Well, let's look at the problems...

You might want to look at the explanation of the current git network
protocol at
http://www.spinics.net/lists/git/msg08899.html

I'm just understanding it myself, but as best I understant it,
it has four phases:

- First, the server lists all of the heads it has, by SHA1 and name.
- Second, the client tells it which ones it wants, by name.
- Third, an interactive protocol is entered in which the client
  tells the server which commits it has in terms the server can
  understand.  This proceeds as follows:

  - For each head the client has, it lists commit objects going
    backwards in history.
  - As soon as the server sees one that it has heard of, it sends
    back "ACK <hash> continue".  The client stops tracing that
    branch and starts in on the next one.
  - (Periodically, the client sends a ping to the server, which
    responds "NAK" if it's still alive.)
  - This continues until the client says "done".

At this point, the server knows a set of commits which the client has,
and a set of commits which the client wants.  Then it invokes

	git-rev-list --objects-edge <want1> <want2> ^<have1> ^<have2>

(In practice, there will be a lot more than two of each, but forgive
me if I simplify.)

This builds a list of commits that are ancestors of <want1> and <want2>
but not <have1> or <have2>.  (A commit is considered an ancestor of
itself, so <want1> and <want2> are in the set, while <have1> and <have2>
are not.)

Then it enumerates the complete trees of each of those commits.  Then it
subtracts from that object set all of the trees and blobs in the <have1>
and <have2> commits.

This is a good approximation to the set of objects that the client needs
to be sent.  It does not search the ancestors of <have1> and <have2>,
so it is possible that a copy of some object exists in an older commit,
and the state in <want1> is a reversion to a pre-<have1> state, but it's
unlikely and not worth looking for.  Sending it redundantly is harmless.


Then, this set of objects is piped to git-pack-objects, which finds them
and builds a pack file.  If the objects are stored locally as deltas
relative to other objects which are either to be sent, or are in the
<have1> or <have2> commits (which information is included in the data
output by git-rev-list), the delta is copied to the pack file verbatim.
Otherwise, more CPU is spent to pack it.

Again, the server is allowed to check for deltas against ancestors
of <have1> or <have2>, but doesn't bother for efficiency.


Fourth, the pack file is sent to the client, which unpacks it (and
discards any duplicates).

> When the client wants a shallow clone it starts by telling the server
> all of the HEADs and how many change sets down each of those HEADs it
> has locally.

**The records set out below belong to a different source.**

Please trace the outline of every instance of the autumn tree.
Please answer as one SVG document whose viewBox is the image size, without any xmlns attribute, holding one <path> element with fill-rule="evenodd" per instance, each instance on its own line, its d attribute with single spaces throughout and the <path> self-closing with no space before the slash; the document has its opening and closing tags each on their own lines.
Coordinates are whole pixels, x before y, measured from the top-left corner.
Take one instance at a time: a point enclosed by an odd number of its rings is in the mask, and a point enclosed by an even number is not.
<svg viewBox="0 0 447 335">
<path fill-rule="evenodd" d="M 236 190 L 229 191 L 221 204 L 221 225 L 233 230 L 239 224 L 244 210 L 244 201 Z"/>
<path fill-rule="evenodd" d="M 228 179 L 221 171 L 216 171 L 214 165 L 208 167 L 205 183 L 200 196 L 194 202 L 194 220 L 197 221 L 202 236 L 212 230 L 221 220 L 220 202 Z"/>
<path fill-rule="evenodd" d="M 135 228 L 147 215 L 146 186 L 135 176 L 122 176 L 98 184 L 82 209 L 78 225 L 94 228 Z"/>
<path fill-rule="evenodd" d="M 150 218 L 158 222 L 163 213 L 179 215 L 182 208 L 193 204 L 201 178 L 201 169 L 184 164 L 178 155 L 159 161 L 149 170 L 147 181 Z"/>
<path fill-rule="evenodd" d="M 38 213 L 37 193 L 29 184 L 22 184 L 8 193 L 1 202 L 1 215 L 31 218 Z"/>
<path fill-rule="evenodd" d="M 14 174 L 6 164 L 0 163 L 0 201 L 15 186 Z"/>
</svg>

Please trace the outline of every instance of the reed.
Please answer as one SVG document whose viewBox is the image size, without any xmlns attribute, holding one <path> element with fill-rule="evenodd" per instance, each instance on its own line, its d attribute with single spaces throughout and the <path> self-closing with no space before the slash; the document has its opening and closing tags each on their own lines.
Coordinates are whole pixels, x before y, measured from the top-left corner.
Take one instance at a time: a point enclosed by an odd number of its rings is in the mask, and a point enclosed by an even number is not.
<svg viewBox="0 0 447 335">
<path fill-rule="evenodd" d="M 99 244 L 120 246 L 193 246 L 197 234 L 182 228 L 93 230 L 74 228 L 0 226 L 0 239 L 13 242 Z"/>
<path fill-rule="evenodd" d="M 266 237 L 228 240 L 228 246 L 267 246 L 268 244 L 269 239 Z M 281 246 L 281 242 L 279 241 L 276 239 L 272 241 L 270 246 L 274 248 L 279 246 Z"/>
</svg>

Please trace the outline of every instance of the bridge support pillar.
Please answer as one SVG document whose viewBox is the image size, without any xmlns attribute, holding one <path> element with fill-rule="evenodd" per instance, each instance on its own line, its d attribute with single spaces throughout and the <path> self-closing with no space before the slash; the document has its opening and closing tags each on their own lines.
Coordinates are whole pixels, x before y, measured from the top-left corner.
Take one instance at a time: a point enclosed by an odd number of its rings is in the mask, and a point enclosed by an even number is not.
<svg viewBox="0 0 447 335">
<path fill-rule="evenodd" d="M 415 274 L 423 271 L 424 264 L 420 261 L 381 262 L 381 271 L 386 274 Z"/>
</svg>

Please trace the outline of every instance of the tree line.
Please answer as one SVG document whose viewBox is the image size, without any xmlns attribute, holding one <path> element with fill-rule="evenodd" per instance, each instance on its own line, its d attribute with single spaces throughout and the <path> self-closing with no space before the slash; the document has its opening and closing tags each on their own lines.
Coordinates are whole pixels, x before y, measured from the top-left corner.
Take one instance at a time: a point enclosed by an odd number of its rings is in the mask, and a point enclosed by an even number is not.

That's a small amout of data to transmit and it can be
> easily tracked. Let's ignore merged branches for the moment.

When you say "change set", I'm going to assume you mean "commit object".

Okay.  Now, the server hasn't heard of one or more of those commit
objects, because they're local changes.  What then?


Another issue is that a client with a nearly-full copy has to do a full
walk of its history to determine the depth count that it has.  That can
be more than 2500 commits down in the git repository, and worse in the
mozilla one.  It's actually pretty quick (git-show-branch --more=99999
will do it), but git normally tries to avoid full traversals like the
plague 

Oh, and was "for the moment" supposed to last past the end of your e-mail?
I don't see what to do if there's a merge in the history and the depth
on different sides is not equal.  E.g. the history looks like:

...a---b---c---d---e---f
                  /     \
      ...w---x---y       HEAD
                        /
        ...p---q---r---s

Where "..." means that there are ancestors, but they're missing.

> If you haven't updated for six months when the server walks backwards
> for 10 change sets it's not going to find anything you have locally.
> When this situation is encountered the server needs to generate a
> delta just for you between one of the change sets it knows you have
> and one of the 10 change sets you want. By generating this one-off
> delta it lets you avoid the need to fetch all of the objects back to a
> common branch ancestor. The delta functions as a jump over the
> intervening space.

Your choice of words keeps giving me the impression that you believe
that a "change set" is a monolithic object that includes all the changes
made to all the files.  It's neither monolithic nor composed of changes.
A commit objects consists soley of metadata, and contains a pointer to
a tree object, which points recursively to the entire project state at
the time of the commit.

There is massive sharing of component objects between successive
commits, but they are NOT stored as deltas relative to one another.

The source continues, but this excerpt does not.